A resource for people who are impacted by disasters.
During the course of a year, I'm sent many different resources by a variety of people. In most cases, these are books on some aspect of disasters. More recently I became aware of Cards for Calamity.
I was contacted by Elizabeth and Jolie who are the founders of a social enterprise that shares knowledge based on learning from disaster, to empower individuals, organizations and communities to seize the opportunities that come with change. They have worked on disasters all over the world but are based in New Zealand.
They have created the Cards for Calamity to help people navigate life after disaster. Composed of tales, tips and tricks, these 70 cards make life a little easier. In practical and profound ways, they guide people through the weeks, months and years after disaster. They realized that to come out of a disaster the best you can, it helps to have knowledge and inspiration from others who have been there before. The cards make life a that little bit easier at such a tough time.
My thinking is this. There are disaster counseling services available after a large event — but there are not enough of them to go around, and not everyone needs that level of effort for what they are dealing with mentally. These cards can be a way for an individual or family to think about and dialog with one another about the impacts of the disaster and not let feelings get pent up with no form of release. They are not the only solution, but another tool in the toolbox. In this area of our work, there aren't that many tools.

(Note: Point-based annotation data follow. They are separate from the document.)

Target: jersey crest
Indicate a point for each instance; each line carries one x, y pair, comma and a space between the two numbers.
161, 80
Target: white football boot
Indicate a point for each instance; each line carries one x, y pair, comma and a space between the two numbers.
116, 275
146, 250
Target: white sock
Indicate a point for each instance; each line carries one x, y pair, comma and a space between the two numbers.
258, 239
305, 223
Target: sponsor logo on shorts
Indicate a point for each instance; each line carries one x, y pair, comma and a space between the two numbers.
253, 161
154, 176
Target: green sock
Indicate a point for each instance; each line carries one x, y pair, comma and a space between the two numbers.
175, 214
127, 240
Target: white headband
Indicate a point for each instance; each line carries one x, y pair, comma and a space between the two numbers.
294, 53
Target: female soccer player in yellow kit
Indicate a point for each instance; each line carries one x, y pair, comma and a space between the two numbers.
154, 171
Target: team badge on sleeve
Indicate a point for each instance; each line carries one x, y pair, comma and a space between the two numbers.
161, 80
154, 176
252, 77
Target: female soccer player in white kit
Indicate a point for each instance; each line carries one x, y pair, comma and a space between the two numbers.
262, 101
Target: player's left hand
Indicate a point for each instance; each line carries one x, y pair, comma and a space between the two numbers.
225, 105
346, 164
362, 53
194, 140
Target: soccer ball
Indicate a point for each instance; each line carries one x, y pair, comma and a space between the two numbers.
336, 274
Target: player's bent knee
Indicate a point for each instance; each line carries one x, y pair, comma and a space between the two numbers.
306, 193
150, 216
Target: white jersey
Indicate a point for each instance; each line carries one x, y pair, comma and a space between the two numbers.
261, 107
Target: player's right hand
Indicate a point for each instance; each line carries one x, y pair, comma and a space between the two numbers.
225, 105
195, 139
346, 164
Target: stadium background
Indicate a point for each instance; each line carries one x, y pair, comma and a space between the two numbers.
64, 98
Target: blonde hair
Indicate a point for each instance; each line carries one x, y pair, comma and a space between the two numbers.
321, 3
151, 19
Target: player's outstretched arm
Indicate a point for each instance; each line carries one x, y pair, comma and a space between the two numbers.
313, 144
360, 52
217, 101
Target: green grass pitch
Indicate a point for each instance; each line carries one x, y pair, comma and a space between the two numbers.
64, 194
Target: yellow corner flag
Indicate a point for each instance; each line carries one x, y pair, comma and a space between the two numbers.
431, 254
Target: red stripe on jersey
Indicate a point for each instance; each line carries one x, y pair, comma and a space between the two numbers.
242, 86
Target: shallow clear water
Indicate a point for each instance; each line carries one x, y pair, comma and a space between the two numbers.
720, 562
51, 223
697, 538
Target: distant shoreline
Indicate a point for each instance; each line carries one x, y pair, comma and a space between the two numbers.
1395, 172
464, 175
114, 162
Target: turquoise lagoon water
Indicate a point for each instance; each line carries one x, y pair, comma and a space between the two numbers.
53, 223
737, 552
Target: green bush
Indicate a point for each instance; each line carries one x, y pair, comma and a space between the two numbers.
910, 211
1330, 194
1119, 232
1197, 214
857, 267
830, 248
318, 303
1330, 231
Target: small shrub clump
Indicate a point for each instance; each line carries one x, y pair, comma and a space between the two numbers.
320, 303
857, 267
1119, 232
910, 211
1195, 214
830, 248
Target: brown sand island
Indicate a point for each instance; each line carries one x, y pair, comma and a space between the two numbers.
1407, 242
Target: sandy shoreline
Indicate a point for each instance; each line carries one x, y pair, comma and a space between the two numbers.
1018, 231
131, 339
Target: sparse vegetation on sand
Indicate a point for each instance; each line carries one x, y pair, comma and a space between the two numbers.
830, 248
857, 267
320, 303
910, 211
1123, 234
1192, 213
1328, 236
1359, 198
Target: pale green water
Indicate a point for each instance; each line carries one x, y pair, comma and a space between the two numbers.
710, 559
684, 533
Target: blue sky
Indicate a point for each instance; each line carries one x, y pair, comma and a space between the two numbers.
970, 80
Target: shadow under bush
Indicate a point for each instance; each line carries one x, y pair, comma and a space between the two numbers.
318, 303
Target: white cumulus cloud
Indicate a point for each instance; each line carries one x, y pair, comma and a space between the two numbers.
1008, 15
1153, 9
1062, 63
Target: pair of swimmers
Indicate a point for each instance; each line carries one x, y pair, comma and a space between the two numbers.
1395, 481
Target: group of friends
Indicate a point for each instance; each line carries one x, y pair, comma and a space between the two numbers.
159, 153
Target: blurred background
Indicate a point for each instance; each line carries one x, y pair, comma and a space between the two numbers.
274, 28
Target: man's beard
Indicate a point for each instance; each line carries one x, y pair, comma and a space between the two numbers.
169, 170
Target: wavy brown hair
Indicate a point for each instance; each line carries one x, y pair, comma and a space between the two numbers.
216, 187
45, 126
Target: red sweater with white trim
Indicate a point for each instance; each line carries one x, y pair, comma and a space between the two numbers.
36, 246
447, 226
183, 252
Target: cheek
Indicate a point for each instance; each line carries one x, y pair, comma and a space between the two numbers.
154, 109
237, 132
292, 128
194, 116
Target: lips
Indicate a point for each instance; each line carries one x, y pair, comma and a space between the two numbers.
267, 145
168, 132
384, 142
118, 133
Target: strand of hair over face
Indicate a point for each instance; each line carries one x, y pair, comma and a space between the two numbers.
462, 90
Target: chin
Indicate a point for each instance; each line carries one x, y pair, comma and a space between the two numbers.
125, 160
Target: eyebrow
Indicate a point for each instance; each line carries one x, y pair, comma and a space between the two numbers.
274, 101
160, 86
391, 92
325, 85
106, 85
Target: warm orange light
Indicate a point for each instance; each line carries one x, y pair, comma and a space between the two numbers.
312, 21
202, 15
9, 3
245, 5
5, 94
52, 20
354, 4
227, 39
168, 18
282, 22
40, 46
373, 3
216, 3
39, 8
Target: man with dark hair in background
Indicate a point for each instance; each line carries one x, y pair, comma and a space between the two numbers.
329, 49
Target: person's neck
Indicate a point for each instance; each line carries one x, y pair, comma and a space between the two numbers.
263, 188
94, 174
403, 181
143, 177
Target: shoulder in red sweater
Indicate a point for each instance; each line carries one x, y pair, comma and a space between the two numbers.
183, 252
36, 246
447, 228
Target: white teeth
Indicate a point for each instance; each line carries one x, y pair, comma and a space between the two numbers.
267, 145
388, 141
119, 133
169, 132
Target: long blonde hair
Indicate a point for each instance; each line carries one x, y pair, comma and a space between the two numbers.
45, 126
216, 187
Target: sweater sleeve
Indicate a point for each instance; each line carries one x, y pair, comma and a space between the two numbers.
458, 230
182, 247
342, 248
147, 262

I'm still thinking about how you go about using these cards as a community/organization. Do you have some sets on hand? Do you distribute them to mental health professionals in the region? Or, at the time of the disaster — you tap this resource? The challenge with this last one is remembering to take action in the middle of dealing with the event.
You can find more information at www.cardsforcalmity.com
I’ve got a set coming my way, so I will be able to update you on my experience of them. Here are some thoughts on them from two other professionals who have reviewed their content.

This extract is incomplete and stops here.